# NXS RTA by SectorOneVapors



## NielJoubert (28/6/17)

Hi everyone

I was recently looking for an RTA and ended up ordering one off GearBest (Eleaf Oppo), but I became impatient and searched for one locally. I ended up getting the NXS RTA, which in my eyes tick all my boxes. Not sure if anyone else has seen/used this RTA before, so here's a quick summary.







It has a few oddities like the steel sleeve (with slots to see the juice level) to protect the glass and a fugly yellowish Delrin/Ulterm drip tip that screws on top of the top air fill port. This can luckily be replaced by the stainless steel cap and use your own drip tip.

- All 304 Stainless Steel construction
- 22mm diameter that turns into 23.5mm if you use the sleeve.
- 3ml tank, but I think it's closer to 2ml (could be my shitty wicking), this is great for me as I get bored with juices quickly.
- Build deck that accommodates a single or dual coil quite easily. It is based off their AX1 RDA deck which was a colab with Vicious Ant. (So must be legit, right? )

The deck





Photo was taken from a site that did a nice photo shoot of the RTA -> Gallery

The only gripe for me so far is that it leaks a bit if you don't tighten the top cap all the way and then adjust the airflow wheel at the bottom.

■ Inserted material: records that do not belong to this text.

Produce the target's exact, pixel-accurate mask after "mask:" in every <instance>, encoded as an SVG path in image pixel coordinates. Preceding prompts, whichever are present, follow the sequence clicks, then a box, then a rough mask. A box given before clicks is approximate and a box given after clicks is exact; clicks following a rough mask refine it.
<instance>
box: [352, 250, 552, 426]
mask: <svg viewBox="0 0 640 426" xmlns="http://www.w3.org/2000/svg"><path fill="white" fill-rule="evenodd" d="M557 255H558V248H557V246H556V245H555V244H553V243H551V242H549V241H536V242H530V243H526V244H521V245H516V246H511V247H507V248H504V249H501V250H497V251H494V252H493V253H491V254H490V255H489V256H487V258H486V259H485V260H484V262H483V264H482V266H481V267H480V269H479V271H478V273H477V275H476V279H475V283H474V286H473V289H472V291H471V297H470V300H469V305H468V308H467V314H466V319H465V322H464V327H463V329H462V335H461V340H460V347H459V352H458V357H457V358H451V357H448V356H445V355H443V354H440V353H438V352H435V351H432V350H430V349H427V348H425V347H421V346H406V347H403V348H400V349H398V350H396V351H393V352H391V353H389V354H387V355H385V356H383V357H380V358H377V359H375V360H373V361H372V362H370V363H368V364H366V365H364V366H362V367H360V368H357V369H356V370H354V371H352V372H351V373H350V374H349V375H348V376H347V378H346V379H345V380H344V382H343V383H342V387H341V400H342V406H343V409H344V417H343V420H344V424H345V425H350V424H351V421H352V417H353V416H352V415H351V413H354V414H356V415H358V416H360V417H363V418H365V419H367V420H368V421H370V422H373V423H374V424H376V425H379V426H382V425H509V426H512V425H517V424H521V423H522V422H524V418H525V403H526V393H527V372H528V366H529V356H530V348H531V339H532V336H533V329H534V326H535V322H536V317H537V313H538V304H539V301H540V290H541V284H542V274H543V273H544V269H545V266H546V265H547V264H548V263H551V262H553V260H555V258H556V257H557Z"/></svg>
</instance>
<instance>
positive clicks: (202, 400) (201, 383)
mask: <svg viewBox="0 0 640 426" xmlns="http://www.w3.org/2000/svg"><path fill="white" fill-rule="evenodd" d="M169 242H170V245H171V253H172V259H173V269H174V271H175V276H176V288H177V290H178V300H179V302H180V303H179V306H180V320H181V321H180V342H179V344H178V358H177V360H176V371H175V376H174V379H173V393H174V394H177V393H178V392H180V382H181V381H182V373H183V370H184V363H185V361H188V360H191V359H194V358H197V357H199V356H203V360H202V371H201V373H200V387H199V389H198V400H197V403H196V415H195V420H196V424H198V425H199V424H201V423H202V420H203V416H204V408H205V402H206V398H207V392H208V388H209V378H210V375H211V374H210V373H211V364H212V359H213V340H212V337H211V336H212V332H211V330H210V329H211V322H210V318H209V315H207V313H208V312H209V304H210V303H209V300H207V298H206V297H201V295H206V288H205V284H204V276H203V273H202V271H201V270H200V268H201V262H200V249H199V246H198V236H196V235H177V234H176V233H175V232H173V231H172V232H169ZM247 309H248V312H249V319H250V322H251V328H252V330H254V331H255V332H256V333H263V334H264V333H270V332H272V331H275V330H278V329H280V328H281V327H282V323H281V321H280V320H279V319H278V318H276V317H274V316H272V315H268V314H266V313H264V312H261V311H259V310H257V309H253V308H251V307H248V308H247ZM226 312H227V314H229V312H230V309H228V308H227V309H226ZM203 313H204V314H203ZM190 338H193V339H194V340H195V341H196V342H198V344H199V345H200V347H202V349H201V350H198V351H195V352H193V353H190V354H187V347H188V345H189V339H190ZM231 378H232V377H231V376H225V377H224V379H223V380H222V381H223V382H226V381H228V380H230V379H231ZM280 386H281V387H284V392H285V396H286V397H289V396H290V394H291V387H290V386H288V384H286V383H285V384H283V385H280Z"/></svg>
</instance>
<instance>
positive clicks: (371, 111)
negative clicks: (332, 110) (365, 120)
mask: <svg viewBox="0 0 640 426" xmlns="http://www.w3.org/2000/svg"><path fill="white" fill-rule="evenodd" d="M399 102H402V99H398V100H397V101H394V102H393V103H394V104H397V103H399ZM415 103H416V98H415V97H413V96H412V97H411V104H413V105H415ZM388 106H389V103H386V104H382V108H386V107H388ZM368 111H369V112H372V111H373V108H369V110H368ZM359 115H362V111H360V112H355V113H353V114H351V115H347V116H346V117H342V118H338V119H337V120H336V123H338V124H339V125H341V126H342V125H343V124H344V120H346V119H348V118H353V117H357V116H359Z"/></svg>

Wiring and wicking it was a dream, although I made fairly plain SS316 26ga, 6 wrap dual coil.

Reactions: Like 1


----------



## kev mac (28/6/17)

NielJoubert said:


> Hi everyone
> 
> I was recently looking for an RTA and ended up ordering one off GearBest (Eleaf Oppo), but I became impatient and searched for one locally. I ended up getting the NXS RTA, which in my eyes tick all my boxes. Not sure if anyone else has seen/used this RTA before, so here's a quick summary.
> 
> ...


Looks very nice,I like the deck.How's she taste?p.s. while on Gear best check out the Sherman clone,its amazing.

Reactions: Like 1


----------